I don't know of any other programming language that uses different case sensitivity rules for variables and functions. However, because we must parse macro and function arguments when writing user-defined macros and functions, it is a good thing that CMake variables are case sensitive. Case insensitivity would make it much harder and more expensive to parse argument lists that take keyword-based arguments.

Other mistakes that people make result from not understanding how CMake scopes variables and other entities. CMake defines a global scope (i.e. "cache" variables) and several nested local scopes that are created by add_subdirectory() and entering functions.

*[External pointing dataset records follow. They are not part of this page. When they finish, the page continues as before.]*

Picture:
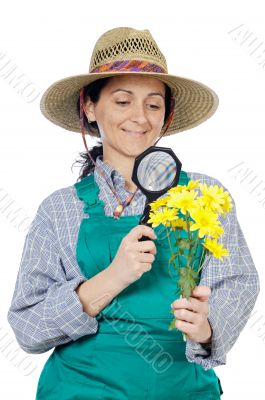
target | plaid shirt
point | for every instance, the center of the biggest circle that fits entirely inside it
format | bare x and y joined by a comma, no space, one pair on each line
45,310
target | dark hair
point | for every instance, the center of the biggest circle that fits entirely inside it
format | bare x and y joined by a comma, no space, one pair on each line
93,91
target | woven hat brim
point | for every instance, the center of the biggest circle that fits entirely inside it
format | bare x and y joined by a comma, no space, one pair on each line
194,101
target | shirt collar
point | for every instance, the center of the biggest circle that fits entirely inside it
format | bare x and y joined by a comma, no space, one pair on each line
112,174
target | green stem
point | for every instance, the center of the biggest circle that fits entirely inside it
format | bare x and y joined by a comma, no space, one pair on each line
200,263
170,247
176,242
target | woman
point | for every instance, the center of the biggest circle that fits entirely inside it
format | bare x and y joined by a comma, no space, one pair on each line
86,285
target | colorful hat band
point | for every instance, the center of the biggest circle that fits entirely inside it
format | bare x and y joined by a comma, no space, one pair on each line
129,66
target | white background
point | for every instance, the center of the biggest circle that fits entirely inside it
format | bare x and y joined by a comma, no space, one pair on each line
50,40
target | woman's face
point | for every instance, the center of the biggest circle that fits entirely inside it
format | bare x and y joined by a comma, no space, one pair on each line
130,113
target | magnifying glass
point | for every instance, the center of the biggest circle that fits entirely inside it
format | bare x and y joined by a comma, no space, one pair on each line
155,171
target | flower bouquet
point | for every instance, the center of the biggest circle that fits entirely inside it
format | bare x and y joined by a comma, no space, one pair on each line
198,215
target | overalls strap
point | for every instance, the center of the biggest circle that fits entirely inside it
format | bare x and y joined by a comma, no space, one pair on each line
87,191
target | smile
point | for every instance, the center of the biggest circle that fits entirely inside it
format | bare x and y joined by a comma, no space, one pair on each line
135,133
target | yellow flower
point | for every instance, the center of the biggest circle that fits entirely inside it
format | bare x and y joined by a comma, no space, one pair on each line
185,200
180,188
206,221
177,189
217,231
179,223
216,248
163,216
158,203
193,184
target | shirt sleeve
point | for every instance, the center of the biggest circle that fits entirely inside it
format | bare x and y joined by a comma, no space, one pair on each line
234,284
45,309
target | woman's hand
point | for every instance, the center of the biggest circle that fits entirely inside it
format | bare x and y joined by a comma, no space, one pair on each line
192,315
134,258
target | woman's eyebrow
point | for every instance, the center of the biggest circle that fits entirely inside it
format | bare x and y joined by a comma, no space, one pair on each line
130,92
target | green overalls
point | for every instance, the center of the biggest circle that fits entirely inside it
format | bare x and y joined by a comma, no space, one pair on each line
133,355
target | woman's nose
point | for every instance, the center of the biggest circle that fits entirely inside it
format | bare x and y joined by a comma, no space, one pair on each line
138,113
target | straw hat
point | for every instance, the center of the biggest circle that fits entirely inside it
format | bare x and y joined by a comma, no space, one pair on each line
129,51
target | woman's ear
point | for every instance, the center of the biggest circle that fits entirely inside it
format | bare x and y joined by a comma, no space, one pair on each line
89,109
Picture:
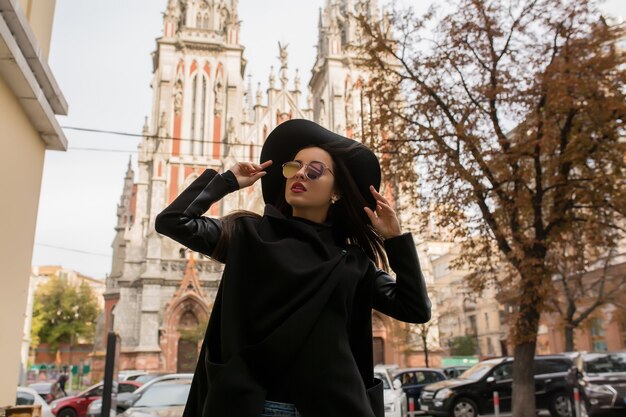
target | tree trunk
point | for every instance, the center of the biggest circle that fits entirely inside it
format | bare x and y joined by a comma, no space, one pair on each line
425,350
523,404
569,338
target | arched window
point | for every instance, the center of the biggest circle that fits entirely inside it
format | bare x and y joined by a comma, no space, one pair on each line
203,104
194,100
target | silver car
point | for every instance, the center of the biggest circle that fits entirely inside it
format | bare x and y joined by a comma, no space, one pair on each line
394,396
163,399
126,400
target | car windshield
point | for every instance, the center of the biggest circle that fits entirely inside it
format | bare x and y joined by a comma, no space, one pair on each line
145,378
477,371
596,363
41,388
161,395
383,378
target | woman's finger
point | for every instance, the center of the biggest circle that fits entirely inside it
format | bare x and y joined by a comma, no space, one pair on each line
266,164
378,196
370,214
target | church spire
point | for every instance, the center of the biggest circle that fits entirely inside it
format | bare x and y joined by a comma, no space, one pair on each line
213,19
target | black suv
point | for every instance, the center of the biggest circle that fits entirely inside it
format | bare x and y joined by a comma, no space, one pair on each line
472,392
601,379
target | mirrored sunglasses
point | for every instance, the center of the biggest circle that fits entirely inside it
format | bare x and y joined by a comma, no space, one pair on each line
312,170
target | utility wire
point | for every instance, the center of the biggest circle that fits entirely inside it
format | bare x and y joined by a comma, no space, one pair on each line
73,250
138,135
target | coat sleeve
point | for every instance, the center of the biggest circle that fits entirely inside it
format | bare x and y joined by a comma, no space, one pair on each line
183,219
406,298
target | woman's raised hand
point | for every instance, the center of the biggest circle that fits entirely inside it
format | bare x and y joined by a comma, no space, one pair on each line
247,173
384,219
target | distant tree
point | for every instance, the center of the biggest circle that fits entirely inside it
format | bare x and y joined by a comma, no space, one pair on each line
63,312
422,332
587,279
515,109
463,346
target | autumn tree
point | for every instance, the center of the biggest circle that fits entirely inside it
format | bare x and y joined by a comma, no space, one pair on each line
515,109
63,311
586,279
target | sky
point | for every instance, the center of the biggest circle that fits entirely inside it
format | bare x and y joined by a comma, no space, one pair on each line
100,55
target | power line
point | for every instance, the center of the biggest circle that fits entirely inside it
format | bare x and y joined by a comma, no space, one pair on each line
73,250
139,135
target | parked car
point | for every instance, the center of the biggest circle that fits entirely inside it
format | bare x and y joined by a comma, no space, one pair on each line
49,391
28,396
147,377
76,405
413,380
126,400
130,375
162,399
394,397
472,392
601,378
455,371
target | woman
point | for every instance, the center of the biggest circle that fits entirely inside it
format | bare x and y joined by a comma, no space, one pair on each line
290,332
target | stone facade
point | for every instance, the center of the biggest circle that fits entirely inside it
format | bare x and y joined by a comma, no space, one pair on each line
205,116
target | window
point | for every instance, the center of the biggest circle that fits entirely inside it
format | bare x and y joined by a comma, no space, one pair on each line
407,378
597,335
551,366
126,388
194,100
502,372
430,377
24,398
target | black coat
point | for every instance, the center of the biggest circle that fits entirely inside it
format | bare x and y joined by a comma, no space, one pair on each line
293,311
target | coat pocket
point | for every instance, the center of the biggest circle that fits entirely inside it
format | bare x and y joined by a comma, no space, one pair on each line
375,395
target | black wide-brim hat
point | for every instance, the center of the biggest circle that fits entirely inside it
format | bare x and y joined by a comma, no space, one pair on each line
284,142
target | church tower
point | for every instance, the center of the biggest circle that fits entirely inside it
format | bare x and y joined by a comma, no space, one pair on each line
196,119
204,115
337,80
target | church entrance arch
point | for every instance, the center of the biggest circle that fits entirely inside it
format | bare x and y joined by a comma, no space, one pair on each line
190,333
186,322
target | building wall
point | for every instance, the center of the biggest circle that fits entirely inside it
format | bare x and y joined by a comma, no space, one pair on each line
21,167
40,15
29,100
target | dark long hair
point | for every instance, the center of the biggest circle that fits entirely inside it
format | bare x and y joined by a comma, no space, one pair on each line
350,223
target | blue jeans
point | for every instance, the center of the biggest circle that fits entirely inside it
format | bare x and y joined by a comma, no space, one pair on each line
276,409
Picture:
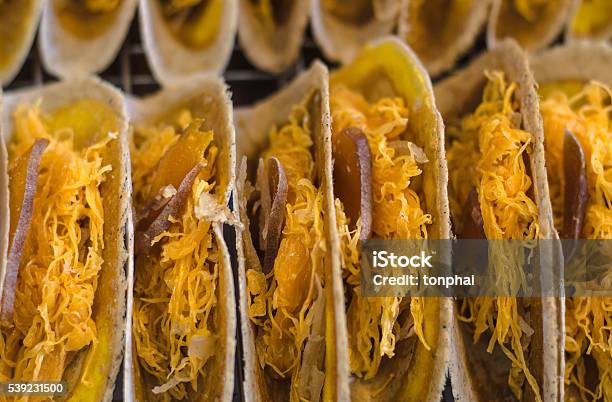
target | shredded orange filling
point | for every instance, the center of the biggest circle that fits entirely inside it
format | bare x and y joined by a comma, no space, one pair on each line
101,6
488,154
588,325
63,254
281,302
375,325
175,287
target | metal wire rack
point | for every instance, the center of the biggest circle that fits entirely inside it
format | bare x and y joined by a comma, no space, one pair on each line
130,72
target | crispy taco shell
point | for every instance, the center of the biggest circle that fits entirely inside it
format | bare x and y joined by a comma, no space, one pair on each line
341,38
475,374
76,44
109,306
253,125
582,62
388,68
269,44
19,20
439,32
206,98
541,27
170,59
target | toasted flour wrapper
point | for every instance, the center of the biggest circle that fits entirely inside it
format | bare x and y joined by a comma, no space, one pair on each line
171,60
253,125
208,98
533,33
67,53
109,305
388,68
16,42
271,45
475,374
341,39
587,22
440,33
582,62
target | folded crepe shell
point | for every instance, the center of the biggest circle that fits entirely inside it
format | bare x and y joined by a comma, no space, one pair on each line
425,27
208,98
389,68
505,21
472,369
170,60
109,305
67,55
581,61
272,48
341,40
28,20
600,29
253,125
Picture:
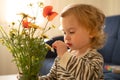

See dual_scope_set() for a short discussion of these scoping rules. And it is not just variables that can have local and global scoping rules. Other entities, like defines set with the built-in command add_definitions() only apply to the local scope and child scopes. That means that if you call add_definitions() to set a define that affects the meaning of a header-file in C or C++, for example, that definition will not carry over to a peer subdirectory and those definitions will not be set (see warning in Miscellaneous Notes (tribits_add_library())).